AudioCLIP: Extending CLIP to Image, Text and Audio

Andrey Guzhov, Federico Raue, Jörn Hees, Andreas Dengel · DFKI GmbH / TU Kaiserslautern · 2021 (arXiv; later ICASSP 2022) · arXiv:2106.13043 · PDF

One-liner. AudioCLIP bolts an audio encoder (ESResNeXt) onto a frozen-then-fine-tuned CLIP text+image model and trains all three heads contrastively on AudioSet's audio/frame/label triples, producing a single tri-modal embedding space that lets you query across text, image, and audio in any direction and do zero-shot environmental-sound classification.

Problem & motivation

Audio classification had benefited from importing visual-domain models, but multimodal audio work almost always combined at most two modalities and used the visual stream sequentially, processing one modality at a time. Meanwhile labeled audio data is scarce, which had pushed the field toward zero-/few-shot contrastive methods conditioned on textual descriptions. The paper's bet: CLIP already aligns text and image in a shared space with strong domain-transfer ("zero-shot") behavior, so adding a third audible modality as a first-class citizen should (i) extend CLIP's zero-shot generalization to audio and (ii) enable cross-modal querying in any combination of the three. The glue that makes this possible is AudioSet, whose YouTube snippets supply audio, video frames, and class labels simultaneously.

Method

The architecture (Fig 1) is three encoder heads feeding one shared embedding space of size 1024 (CLIP's dimension).

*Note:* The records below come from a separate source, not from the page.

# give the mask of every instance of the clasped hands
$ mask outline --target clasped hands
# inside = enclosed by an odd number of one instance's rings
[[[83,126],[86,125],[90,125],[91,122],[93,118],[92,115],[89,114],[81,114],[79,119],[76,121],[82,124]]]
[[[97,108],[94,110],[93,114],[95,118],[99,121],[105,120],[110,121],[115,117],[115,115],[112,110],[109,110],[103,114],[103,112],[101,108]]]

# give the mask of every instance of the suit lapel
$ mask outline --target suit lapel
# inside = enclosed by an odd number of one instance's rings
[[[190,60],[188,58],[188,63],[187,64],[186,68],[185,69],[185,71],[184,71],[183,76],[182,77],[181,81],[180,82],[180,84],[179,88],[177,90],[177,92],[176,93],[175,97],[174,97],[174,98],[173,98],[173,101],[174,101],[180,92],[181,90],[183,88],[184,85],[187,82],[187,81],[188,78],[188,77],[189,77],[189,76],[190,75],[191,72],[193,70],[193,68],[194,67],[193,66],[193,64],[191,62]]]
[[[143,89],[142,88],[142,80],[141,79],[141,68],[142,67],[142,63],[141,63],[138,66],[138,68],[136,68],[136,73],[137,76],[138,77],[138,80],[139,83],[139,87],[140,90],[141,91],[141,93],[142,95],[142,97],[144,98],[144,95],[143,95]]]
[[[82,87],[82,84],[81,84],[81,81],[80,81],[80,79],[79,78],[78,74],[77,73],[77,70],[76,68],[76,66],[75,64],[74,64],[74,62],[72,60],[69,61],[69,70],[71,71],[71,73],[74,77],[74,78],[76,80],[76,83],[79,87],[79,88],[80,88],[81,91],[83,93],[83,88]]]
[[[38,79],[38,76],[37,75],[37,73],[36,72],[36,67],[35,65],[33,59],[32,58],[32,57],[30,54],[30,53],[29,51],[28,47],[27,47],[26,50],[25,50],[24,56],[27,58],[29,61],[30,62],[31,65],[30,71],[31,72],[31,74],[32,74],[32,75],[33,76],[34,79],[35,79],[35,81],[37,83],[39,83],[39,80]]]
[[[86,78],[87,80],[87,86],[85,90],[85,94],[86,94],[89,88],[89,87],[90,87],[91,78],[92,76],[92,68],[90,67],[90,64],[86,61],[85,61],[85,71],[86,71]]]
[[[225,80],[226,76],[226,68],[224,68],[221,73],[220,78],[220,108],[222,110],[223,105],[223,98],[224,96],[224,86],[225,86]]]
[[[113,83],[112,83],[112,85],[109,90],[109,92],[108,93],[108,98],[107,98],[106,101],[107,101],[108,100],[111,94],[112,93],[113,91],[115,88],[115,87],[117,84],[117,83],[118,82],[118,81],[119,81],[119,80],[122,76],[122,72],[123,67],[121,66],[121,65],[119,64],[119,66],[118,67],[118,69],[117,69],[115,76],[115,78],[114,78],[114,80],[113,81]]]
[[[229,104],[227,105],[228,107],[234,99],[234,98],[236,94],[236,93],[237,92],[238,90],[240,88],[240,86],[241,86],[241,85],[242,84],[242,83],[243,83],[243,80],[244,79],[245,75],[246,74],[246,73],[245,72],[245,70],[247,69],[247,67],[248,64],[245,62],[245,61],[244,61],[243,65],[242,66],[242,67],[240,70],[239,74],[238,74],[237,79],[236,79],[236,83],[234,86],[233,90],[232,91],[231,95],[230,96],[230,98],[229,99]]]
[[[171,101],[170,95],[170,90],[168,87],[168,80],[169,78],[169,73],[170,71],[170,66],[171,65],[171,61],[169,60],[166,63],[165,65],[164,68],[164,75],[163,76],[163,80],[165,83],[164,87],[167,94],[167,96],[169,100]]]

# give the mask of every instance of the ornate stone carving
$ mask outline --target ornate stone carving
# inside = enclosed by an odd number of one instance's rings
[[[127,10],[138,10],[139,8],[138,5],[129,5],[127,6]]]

Text and image heads = CLIP. A 12-layer Transformer text encoder (BPE vocab 49 408, sequence length clipped at 76) and a modified ResNet-50 image encoder (global average pool replaced by a QKV-attention layer). The ResNet variant is chosen over ViT for lower compute. These were pre-trained jointly on CLIP's ~400M text-image pairs and are used here as weight initializers.

Audio head = ESResNeXt. A ResNeXt-50 backbone fronted by a trainable time-frequency transformation built on complex frequency B-spline wavelets (~30M params). It natively handles multi-channel audio and is robust to additive white Gaussian noise and sample-rate decrease. It is initialized from ImageNet weights, then pre-trained on AudioSet.

Loss. CLIP's symmetric cross-entropy similarity loss is extended from one term (text↔image) to three: text↔image, text↔audio, image↔audio. All three modalities (or any pair) can be processed simultaneously.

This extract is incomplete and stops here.